For cryptographers the invention of a quantum computer would be this century’s game changer!!
So next term when the year 7 students are studying Ancient Rome in HASS, I will use this opportunity to teach them about the Caesar Code. Dominating the first Millennium this cypher was considered unbreakable until the Arab Cryptanalysts, the code breakers, combined linguistics and statistics to decipher hidden messages using the frequency analysis of letters.
So how does the Caesar Cypher work? It is called a simple mono-alphabetic substitution cypher. You decide on a number between 1 and 26 and you simply move the letters of the alphabet this many places. This number chosen is called the key as it enables the person who has the key to unlock the hidden message. For example if the chosen key is 4, then each letter of the alphabet moves four places, so a becomes e and b becomes f etc.
The Caesar Code is perfect for use by young adolescents who may want to send secret messages to their friends
This code, even though unbroken for 500 years is now quite simple to decipher. The frequency of the letters gives us a clue to what each letter represents. So our young codebreakers would need to create a frequency distribution table and then comparing the distribution to the one below they could discover the key.
A slightly more complex take on this is to use the Vigenere Cypher. Instead of a number key, a word is chosen as the key, for example, cake. Each of the letters in the message then move the position number of the letters of the word. i.e letter one moves 3 places, letter two moves 1 place, letter three moves 11 places and letter four moves 5 places.

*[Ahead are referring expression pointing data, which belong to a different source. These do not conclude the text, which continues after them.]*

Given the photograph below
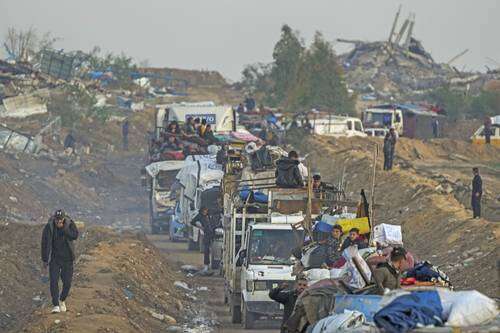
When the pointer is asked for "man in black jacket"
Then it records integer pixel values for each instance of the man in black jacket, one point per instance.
(204, 221)
(288, 298)
(287, 171)
(58, 253)
(477, 193)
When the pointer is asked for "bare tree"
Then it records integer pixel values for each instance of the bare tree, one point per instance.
(24, 45)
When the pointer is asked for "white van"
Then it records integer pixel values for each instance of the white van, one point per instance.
(338, 126)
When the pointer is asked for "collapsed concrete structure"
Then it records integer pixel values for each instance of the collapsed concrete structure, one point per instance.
(400, 67)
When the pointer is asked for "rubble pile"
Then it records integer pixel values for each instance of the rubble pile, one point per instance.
(401, 67)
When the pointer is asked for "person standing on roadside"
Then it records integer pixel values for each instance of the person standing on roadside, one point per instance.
(125, 134)
(58, 253)
(477, 193)
(389, 149)
(288, 297)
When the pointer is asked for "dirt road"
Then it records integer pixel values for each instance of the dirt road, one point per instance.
(214, 300)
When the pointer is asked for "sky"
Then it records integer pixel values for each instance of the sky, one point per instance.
(226, 35)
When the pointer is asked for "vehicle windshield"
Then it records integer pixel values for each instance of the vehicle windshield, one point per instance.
(379, 118)
(269, 247)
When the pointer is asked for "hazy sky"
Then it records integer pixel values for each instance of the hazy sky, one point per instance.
(225, 35)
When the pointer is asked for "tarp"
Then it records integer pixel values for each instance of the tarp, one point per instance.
(154, 168)
(199, 171)
(25, 105)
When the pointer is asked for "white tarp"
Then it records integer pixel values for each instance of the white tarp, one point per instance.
(25, 105)
(388, 234)
(203, 166)
(154, 168)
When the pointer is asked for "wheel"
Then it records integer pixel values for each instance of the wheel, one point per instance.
(235, 313)
(214, 264)
(192, 246)
(248, 320)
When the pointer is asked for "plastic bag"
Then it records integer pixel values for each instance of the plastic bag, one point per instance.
(340, 322)
(467, 308)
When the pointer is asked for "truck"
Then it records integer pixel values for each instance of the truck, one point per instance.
(199, 180)
(159, 177)
(259, 236)
(408, 120)
(338, 126)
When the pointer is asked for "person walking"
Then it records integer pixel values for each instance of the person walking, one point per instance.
(288, 298)
(58, 254)
(477, 193)
(435, 127)
(389, 149)
(125, 134)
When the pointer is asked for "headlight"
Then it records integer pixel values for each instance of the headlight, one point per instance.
(260, 285)
(256, 286)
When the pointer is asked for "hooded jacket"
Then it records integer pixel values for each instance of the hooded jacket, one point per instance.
(288, 173)
(70, 234)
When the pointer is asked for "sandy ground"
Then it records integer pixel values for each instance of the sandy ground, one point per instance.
(214, 300)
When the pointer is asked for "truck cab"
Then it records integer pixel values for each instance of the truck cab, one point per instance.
(375, 119)
(267, 264)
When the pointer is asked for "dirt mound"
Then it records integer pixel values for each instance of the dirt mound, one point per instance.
(421, 195)
(121, 284)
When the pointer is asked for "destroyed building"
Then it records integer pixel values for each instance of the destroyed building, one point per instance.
(400, 67)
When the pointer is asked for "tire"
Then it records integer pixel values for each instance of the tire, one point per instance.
(235, 313)
(248, 319)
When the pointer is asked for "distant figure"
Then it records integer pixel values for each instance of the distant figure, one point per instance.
(69, 143)
(487, 130)
(389, 149)
(354, 238)
(125, 134)
(287, 171)
(58, 253)
(477, 193)
(288, 297)
(435, 127)
(387, 275)
(240, 108)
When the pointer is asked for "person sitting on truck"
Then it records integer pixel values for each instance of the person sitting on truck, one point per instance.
(202, 220)
(288, 297)
(287, 171)
(354, 238)
(173, 128)
(189, 127)
(387, 275)
(209, 136)
(202, 128)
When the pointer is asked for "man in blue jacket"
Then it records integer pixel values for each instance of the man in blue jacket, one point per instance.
(58, 253)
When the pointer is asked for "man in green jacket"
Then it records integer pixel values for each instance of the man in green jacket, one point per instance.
(58, 253)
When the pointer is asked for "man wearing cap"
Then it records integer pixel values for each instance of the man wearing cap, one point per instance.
(58, 253)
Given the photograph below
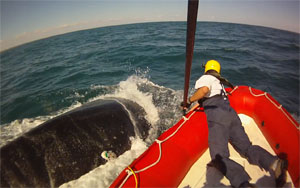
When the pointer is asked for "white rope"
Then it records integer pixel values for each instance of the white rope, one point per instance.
(159, 142)
(277, 106)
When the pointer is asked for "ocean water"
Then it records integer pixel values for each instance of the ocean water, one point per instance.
(144, 63)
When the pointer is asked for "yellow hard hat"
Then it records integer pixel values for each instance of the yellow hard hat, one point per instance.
(212, 65)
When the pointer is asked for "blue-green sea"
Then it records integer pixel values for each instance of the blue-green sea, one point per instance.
(48, 76)
(141, 62)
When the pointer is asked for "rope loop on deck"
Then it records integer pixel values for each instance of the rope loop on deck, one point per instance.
(159, 142)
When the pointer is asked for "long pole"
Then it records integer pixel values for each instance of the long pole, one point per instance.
(190, 39)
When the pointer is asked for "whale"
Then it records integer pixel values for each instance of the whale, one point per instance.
(70, 145)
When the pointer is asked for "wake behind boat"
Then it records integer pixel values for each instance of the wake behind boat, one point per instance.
(168, 161)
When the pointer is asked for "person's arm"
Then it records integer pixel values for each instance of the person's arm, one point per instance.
(199, 94)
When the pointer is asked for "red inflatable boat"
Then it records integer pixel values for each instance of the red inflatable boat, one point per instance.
(166, 162)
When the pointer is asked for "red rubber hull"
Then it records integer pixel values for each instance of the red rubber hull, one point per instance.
(183, 149)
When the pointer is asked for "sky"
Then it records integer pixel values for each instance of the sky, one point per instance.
(23, 21)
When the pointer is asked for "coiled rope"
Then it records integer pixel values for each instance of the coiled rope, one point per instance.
(159, 142)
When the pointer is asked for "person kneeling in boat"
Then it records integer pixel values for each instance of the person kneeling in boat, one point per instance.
(224, 125)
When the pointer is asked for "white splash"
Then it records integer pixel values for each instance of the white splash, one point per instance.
(103, 176)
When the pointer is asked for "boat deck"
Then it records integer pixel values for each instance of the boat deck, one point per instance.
(201, 176)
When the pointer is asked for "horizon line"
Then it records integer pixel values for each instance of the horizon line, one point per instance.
(114, 25)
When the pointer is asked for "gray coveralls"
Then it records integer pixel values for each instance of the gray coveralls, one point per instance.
(225, 126)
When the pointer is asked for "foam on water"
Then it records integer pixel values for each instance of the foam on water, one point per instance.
(104, 175)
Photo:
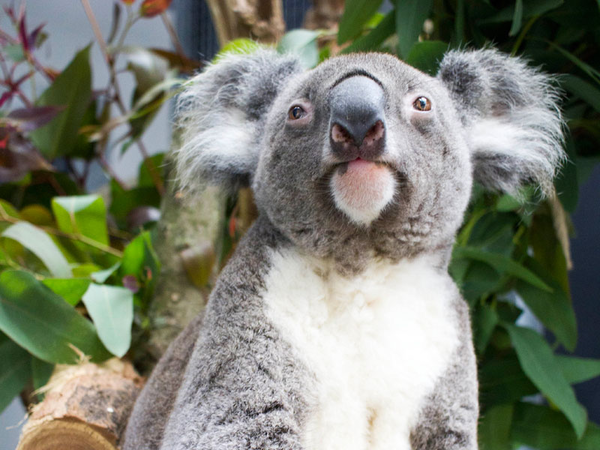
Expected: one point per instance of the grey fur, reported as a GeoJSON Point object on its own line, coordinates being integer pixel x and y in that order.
{"type": "Point", "coordinates": [239, 385]}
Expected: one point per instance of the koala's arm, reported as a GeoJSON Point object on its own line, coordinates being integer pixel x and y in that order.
{"type": "Point", "coordinates": [448, 420]}
{"type": "Point", "coordinates": [147, 422]}
{"type": "Point", "coordinates": [243, 388]}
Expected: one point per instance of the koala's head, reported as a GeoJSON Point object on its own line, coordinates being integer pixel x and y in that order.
{"type": "Point", "coordinates": [365, 155]}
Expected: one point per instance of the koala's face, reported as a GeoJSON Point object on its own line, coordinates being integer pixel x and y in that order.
{"type": "Point", "coordinates": [367, 153]}
{"type": "Point", "coordinates": [365, 156]}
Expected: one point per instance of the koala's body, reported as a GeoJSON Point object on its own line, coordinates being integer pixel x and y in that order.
{"type": "Point", "coordinates": [336, 325]}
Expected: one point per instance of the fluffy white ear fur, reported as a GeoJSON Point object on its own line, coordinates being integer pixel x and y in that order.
{"type": "Point", "coordinates": [221, 115]}
{"type": "Point", "coordinates": [514, 126]}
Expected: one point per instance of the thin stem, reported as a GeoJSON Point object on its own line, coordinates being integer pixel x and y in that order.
{"type": "Point", "coordinates": [117, 94]}
{"type": "Point", "coordinates": [96, 28]}
{"type": "Point", "coordinates": [154, 174]}
{"type": "Point", "coordinates": [104, 163]}
{"type": "Point", "coordinates": [173, 35]}
{"type": "Point", "coordinates": [73, 236]}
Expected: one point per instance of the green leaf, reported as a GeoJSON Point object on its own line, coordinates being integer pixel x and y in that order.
{"type": "Point", "coordinates": [304, 44]}
{"type": "Point", "coordinates": [356, 14]}
{"type": "Point", "coordinates": [40, 244]}
{"type": "Point", "coordinates": [375, 38]}
{"type": "Point", "coordinates": [82, 214]}
{"type": "Point", "coordinates": [111, 309]}
{"type": "Point", "coordinates": [71, 289]}
{"type": "Point", "coordinates": [410, 16]}
{"type": "Point", "coordinates": [503, 381]}
{"type": "Point", "coordinates": [43, 323]}
{"type": "Point", "coordinates": [542, 428]}
{"type": "Point", "coordinates": [14, 371]}
{"type": "Point", "coordinates": [517, 18]}
{"type": "Point", "coordinates": [577, 370]}
{"type": "Point", "coordinates": [494, 428]}
{"type": "Point", "coordinates": [71, 89]}
{"type": "Point", "coordinates": [540, 365]}
{"type": "Point", "coordinates": [501, 264]}
{"type": "Point", "coordinates": [101, 276]}
{"type": "Point", "coordinates": [552, 308]}
{"type": "Point", "coordinates": [485, 320]}
{"type": "Point", "coordinates": [241, 46]}
{"type": "Point", "coordinates": [582, 89]}
{"type": "Point", "coordinates": [427, 55]}
{"type": "Point", "coordinates": [15, 52]}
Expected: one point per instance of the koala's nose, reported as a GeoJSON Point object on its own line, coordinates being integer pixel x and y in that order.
{"type": "Point", "coordinates": [357, 118]}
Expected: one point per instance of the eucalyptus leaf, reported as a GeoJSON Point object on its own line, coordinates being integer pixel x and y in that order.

‘deciphering is, in my opinion, one of the most fascinating arts” – Charles Babbage
As communication techniques have improved over history, telegram, radio, telephone and now computers, so has the level of security required to keep information safe. No longer just the realm of military, government institutions and large business the encryption of private information is important to us all. While not every student will go off to study cryptography at university, I like to think that this introduction gives them some basic understanding of the importance of security of data.